CELL STRUCTURE

Microscopy

Cells are small enough to be seen by the human eyes. We need a microscope
to see the cells. Different types of microscopes exist. The one we use in our
laboratory is a light microscope since it uses light radiation as the source of
illumination to enable cellular structures to be seen. The microscope is limited by
their magnification and resolution.

Magnification refers to the number of times a specimen is increased in size.

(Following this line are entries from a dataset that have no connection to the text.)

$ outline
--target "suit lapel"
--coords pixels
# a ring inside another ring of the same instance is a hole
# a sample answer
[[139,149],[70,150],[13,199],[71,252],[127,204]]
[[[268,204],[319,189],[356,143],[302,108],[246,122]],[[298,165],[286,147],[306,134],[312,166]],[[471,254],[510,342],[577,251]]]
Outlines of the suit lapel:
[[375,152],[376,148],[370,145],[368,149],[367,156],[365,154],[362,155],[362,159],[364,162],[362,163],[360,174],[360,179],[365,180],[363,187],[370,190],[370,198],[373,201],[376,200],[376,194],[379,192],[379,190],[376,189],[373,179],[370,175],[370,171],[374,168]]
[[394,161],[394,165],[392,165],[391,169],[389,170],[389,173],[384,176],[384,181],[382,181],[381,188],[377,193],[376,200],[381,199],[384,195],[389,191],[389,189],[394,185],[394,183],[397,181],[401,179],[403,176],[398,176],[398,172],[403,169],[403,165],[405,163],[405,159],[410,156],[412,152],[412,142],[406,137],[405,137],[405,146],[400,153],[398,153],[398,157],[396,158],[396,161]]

Microscope use lenses to do this. The more powerful the lenses the greater is
the magnification. Light microscope has a magnification of x1500 while electron
microscope can magnify by x250 000 times or more. Magnification, however, will
not necessarily give more details. To be able to see more details a microscope
must have a good resolution.

Resolution is the capacity to distinguish between two separate points. The

general rule is that resolution is about one half of the wavelength of the radiation
being used to view the specimen. Visible light has a wavelength of 400nm-
700nm. Therefore, the resolution of light microscope is 200 nm whilst electron
microscope has a resolution of 0.5 nm. Thus any cellular structures smaller than
200 nm (in light microscope), cannot be discriminated as separate.

Measurement of cell size

In practical, you will be called upon to determine the actual size cellular
structures. For this we need an eyepiece graticule and stage micrometer.
Previously, stage micrometer had a scale of 1mm line. Now, the 1cm scale line is
available and used often. Whichever you use, the principles are the same.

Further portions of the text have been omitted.